W żaden sposób nie jest zagrożone bezpieczeństwo żywnościowe Polaków. Polska jest dużym producentem żywności, a nadwyżki skutecznie eksportujemy - mówi Marcin Wroński, zastępca dyrektora generalnego, Krajowy Ośrodek Wsparcia Rolnictwa

Polska jest bezpieczna żywnościowo

Na eksport trafia 80% wołowiny, 60% drobiu, dużo eksportujemy wieprzowiny, produktów mlecznych i zbóż. To pokazuje, jaki mamy potencjał, więc nie musimy się martwić, że żywności zabraknie. Hipotetycznie moglibyśmy założyć, że zabraknie cytrusów, jeżeli zostałyby zerwane łańcuchy dostaw, ale mamy polskie owoce. Spożywanie rodzimych owoców jest lepsze dla polskiej gospodarki, gdyż dajemy miejsca pracy u nas, mamy większe wpływy do budżetu oraz mniejszy ślad węglowy

- mówi Marcin Wroński

Rekordy eksportu żywności

Rok 2021 był rekordowy dla eksportu polskiej żywności – osiągnęła wartość ponad 37 mld euro. Dane za osiem miesięcy 2022 roku pokazują wzrost prawie o 27%. To daje bardzo dobrą perspektywę i wskazuje, że możemy się zbliżyć do 50 miliardów euro wartości eksportu za ten rok, jeżeli wzrost zostanie utrzymany, a prawdopodobnie tak się stanie.

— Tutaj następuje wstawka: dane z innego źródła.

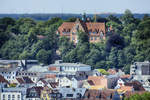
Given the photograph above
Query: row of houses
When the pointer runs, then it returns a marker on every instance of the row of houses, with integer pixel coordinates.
(66, 81)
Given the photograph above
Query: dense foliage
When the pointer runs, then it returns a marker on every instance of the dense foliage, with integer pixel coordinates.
(128, 42)
(144, 96)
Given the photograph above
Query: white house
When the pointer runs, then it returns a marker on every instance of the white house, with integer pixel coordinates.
(120, 83)
(69, 67)
(10, 96)
(72, 92)
(72, 82)
(9, 73)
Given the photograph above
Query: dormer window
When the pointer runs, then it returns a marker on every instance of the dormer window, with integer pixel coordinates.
(77, 27)
(97, 30)
(101, 35)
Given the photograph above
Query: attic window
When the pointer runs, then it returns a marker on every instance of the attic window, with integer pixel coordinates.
(69, 95)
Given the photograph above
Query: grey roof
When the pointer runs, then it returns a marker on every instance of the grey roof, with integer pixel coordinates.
(70, 64)
(38, 68)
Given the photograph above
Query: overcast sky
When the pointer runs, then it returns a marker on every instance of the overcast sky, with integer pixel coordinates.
(74, 6)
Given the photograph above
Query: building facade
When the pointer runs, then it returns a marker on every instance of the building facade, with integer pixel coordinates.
(95, 30)
(10, 96)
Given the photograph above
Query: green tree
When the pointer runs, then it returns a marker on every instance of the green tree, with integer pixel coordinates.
(44, 56)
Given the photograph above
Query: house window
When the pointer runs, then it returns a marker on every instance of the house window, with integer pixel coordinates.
(13, 96)
(73, 38)
(9, 96)
(3, 95)
(69, 95)
(18, 96)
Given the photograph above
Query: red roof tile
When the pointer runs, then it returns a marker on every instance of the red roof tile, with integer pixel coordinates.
(3, 80)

Przez inflacje wzrosły ceny transakcyjne na świecie, mamy także bardzo korzystny kurs walut dla eksporterów. Do tego dochodzi coraz bardziej rozpoznawalna za granica polska marka żywności - mówi dyrektor Wroński.

Podkreśla, że polska żywność, jest bardzo dobrej jakości, a przy tym jest względnie tania na rynkach zagranicznych.

Wsparcie dla eksporterów

KOWR, jak i ministerstwo rolnictwa stara się wspierać eksporterów organizując stoiska na targach międzynarodowych, biorąc na siebie większość spraw organizacyjnych i kosztów.

- Polscy eksporterzy żywności nie mogą w najbliższych latach wyłącznie bazować na cenie. Muszą powiązać cenę z jakością i główny nacisk kłaść na jakość. Konkurencja tylko ceną jest już trudna, a będzie jeszcze trudniejsza – ceny energii, nawozów, wynagrodzeń cały czas rosną - uważa zastępca dyrektora generalnego KOWR

Zaznacza także, iż nie mamy takich gleb jak na Ukrainie, również klimat nie pozwala na dwukrotne zbiory jak w Ameryce Południowej.

Za granicą musimy uzależniać konsumenta i klienta od polskiej marki, a nie przetwórcę. Musimy sprzedawać gotowe wyroby, a nie bazować na sprzedaży surowców bezmarkowych jak zboże cukier czy mleko w proszku. Konsument wybiera konkretne produkty, a nie ich składniki - dodaje.